Die Berufung der Klägerin ist jedoch unbegründet. Der Klägerin stand ein Anspruch auf Arbeitslosengeld nicht zu, da sie sowohl im Zeitpunkt der Antragstellung am 17. November 1969 als auch am 20. Februar 1970 die Anwartschaftszeit nicht erfüllt hatte. Nach § 100 Abs. 1 AFG hat Anspruch auf Arbeitslosengeld, wer arbeitslos ist, der Arbeitsvermittlung zur Verfügung steht, die Anwartschaftszeit erfüllt, sich beim Arbeitsamt arbeitslos gemeldet und Arbeitslosengeld beantragt hat. Die Anwartschaftszeit hat erfüllt, wer in der dreijährigen Rahmenfrist, die dem ersten Tage der Arbeitslosigkeit unmittelbar vorausgeht, an dem die sonstigen Voraussetzungen für den Anspruch auf Arbeitslosengeld erfüllt sind, 26 Wochen oder 6 Monate in einer die Beitragspflicht begründenden Beschäftigung gestanden hat (§ 104 Abs. 1 S. 1, Abs. 2 u. 3 AFG).

Die Klägerin stand bei ihrer ersten Arbeitslosmeldung in der Rahmenfrist vom 17. November 1966 bis zum 16. November 1969 nicht in einer beitragspflichtigen Beschäftigung. Während dieses Zeitraums war sie lediglich vom 1. Dezember 1967 bis 30. Juni 1969 bei der Beigeladenen zu 2. versicherungsfrei beschäftigt, da es sich um eine geringfügige Beschäftigung im Sinne von § 66 AVAVG gehandelt hat. Nach § 66 Abs. 2 Nr. 1 AVAVG gilt als geringfügig im Sinne des Abs. 1 eine Beschäftigung, wenn sie auf nicht mehr als wöchentlich 24 Stunden nach der Natur der Sache beschränkt zu sein pflegt oder im voraus durch einen Arbeitsvertrag beschränkt ist. Die Arbeitszeit der Klägerin war arbeitsvertraglich auf 23 3/4 Stunden wöchentlich beschränkt, da von der wöchentlichen Anwesenheitszeit von 25 Stunden täglich eine unbezahlte Frühstückspause von 15 Minuten in Abzug zu bringen war.

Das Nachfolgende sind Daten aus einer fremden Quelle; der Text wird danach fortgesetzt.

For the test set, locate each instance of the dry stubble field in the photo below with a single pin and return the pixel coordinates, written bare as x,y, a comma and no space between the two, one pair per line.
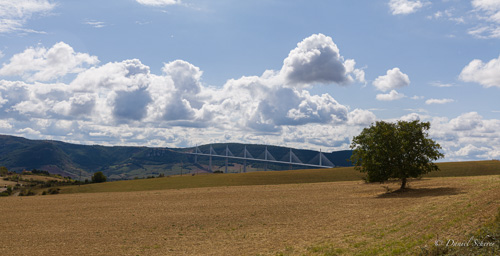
293,219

Über die von der Klägerin mit der Beigeladenen zu 2. mündlich geführten Einstellungsverhandlung liegt ein Bestätigungsschreiben der Beigeladenen zu 2. vom 6. November 1967 vor, in dem es heißt, die Arbeitszeit gehe von 8 Uhr bis 13 Uhr. Aus diesem Schreiben kann die Klägerin jedoch nicht entnehmen, es habe sich bei der täglichen Frühstückspause um bezahlte Arbeitszeit gehandelt. Über die Dauer der Frühstückspause sowie über ihre Bezahlung ist bei den Einstellungsverhandlungen nicht gesprochen worden; denn anderenfalls wäre dies auch in dem Bestätigungsschreiben vermerkt worden. Die Klägerin hat auch nicht vorgetragen, dass das Bestätigungsschreiben etwa unrichtige oder unvollständige Angaben enthielt. Wenn es in diesem Schreiben heißt, die Arbeitszeit sei von 8 Uhr bis 13 Uhr, so ist nach den bei Einstellungen durch private Arbeitgeber allgemein üblichen Gepflogenheiten damit die Anwesenheitszeit des Arbeitnehmers an seinem Arbeitsplatz und im Betrieb gemeint. Dagegen hätte nur dann Veranlassung bestanden, die Frage einer Frühstückspause in das Bestätigungsschreiben aufzunehmen, wenn insoweit die Klägerin und die Beigeladene zu 2. Absprachen getroffen hätten, die von der betrieblichen Übung der Beigeladenen zu 2. abgewichen wären (so auch Bobrowski-Gaul, Das Arbeitsrecht im Betrieb, 6. Auflage 1970, Seiten 138 und 142).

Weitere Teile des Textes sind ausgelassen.